In 2019, Adam Dunigan joined Franklin College’s advancement team as Senior Director of Advancement Services and Analytics, after working in information systems at the Indiana, U.S., college for nearly a decade. One of his immediate goals was to create a dashboard to gauge alumni activities—part of the college’s effort to intentionally measure alumni engagement.
Dunigan and his team identified engagement touchpoints, tracked them in Franklin’s CRM, and ultimately created an interactive, real-time dashboard to capture and help advancement staff understand the impact of alumni activities.
To guide this data dashboard work, Franklin’s team used CASE’s white paper on Alumni Engagement Metrics, which had just been released at that time. The white paper drove the launch of the AEM survey in 2020, designed to look at the broad impact of relationships between alumni and their alma maters. The survey measures engagement across four “modes” beyond the traditionally used metric of giving rates.
“The giving rate metric only tells a small part of the story,” says CASE President and CEO Sue Cunningham.

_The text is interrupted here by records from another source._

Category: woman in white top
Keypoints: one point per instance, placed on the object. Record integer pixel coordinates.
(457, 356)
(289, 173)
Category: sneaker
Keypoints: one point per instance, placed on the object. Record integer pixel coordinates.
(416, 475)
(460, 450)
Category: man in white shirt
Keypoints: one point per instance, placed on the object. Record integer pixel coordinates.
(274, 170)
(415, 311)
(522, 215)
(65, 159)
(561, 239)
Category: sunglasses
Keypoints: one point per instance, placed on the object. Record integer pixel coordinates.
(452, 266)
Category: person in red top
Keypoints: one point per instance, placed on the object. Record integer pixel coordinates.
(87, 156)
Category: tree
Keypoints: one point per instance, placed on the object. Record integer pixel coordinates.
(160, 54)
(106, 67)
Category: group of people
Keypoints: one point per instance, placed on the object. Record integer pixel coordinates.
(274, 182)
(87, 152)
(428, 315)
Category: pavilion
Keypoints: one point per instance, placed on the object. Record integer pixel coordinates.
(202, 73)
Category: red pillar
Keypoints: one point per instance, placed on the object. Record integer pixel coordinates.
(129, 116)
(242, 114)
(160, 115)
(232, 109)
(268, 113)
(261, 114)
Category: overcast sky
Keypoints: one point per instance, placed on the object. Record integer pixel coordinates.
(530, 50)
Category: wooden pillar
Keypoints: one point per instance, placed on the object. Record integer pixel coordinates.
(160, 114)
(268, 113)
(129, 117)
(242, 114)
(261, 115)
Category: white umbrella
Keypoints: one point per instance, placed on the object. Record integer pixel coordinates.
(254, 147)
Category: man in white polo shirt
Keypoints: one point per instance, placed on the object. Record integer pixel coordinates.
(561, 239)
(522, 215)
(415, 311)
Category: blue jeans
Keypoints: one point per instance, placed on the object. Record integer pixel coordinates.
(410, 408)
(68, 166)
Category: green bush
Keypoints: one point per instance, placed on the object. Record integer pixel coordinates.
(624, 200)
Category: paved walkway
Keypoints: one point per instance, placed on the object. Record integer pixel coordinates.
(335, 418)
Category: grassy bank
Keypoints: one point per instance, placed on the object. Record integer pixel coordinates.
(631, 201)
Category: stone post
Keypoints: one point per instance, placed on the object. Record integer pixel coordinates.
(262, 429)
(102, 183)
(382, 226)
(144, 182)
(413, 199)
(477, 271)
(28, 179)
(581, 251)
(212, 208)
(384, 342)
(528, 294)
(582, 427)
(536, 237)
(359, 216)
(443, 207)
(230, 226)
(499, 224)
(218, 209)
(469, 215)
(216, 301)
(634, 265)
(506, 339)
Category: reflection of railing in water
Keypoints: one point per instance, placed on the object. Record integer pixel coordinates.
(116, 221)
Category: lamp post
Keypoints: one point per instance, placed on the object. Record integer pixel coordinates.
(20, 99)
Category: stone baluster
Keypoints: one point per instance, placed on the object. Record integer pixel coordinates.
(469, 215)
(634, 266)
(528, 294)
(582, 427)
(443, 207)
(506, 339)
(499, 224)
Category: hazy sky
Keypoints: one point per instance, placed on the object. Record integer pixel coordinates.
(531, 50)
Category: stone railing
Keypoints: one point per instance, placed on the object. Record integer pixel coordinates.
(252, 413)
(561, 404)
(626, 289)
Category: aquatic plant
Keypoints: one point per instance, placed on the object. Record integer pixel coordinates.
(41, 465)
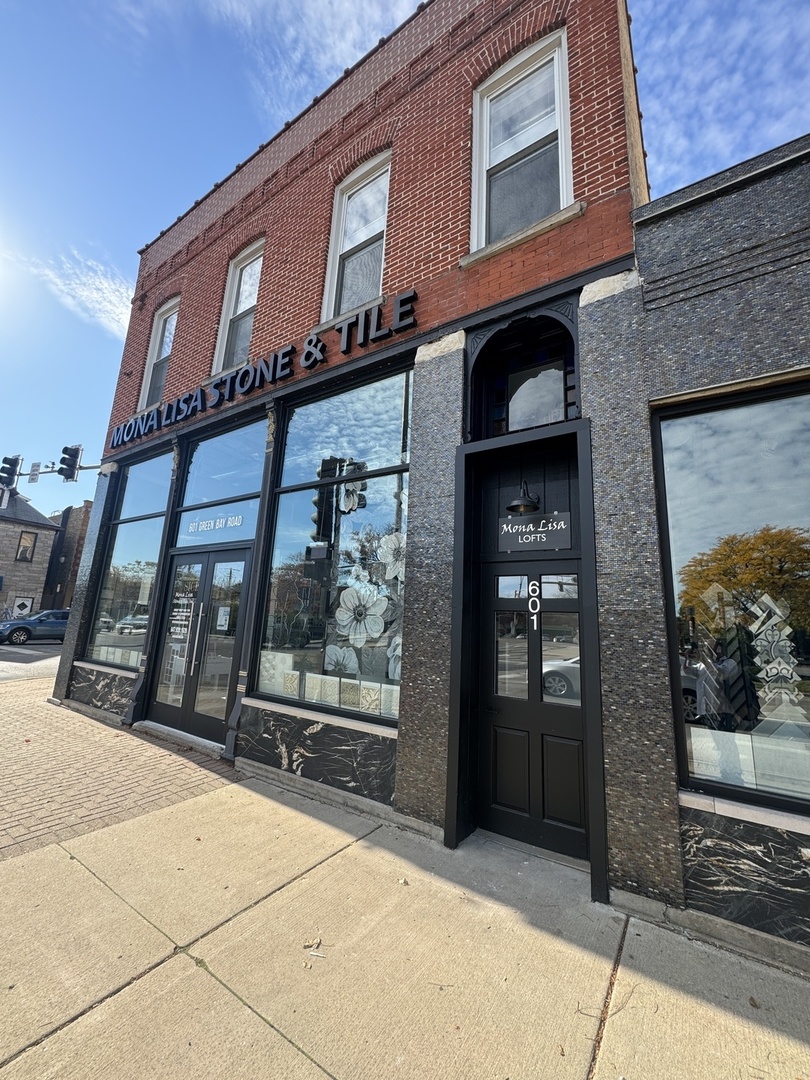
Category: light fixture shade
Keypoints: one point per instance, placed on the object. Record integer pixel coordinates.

In developing the survey, she says, “We wanted to look deeper—to consider what specifically constitutes alumni engagement and how we as a profession might assess this important work thoughtfully and quantitatively.”
Now, as CASE’s Global Alumni Engagement Metrics survey enters its fourth year of data collection, advancement teams like Franklin’s are building collaboration through data, assessing their programs, and quantifying the value of alumni engagement.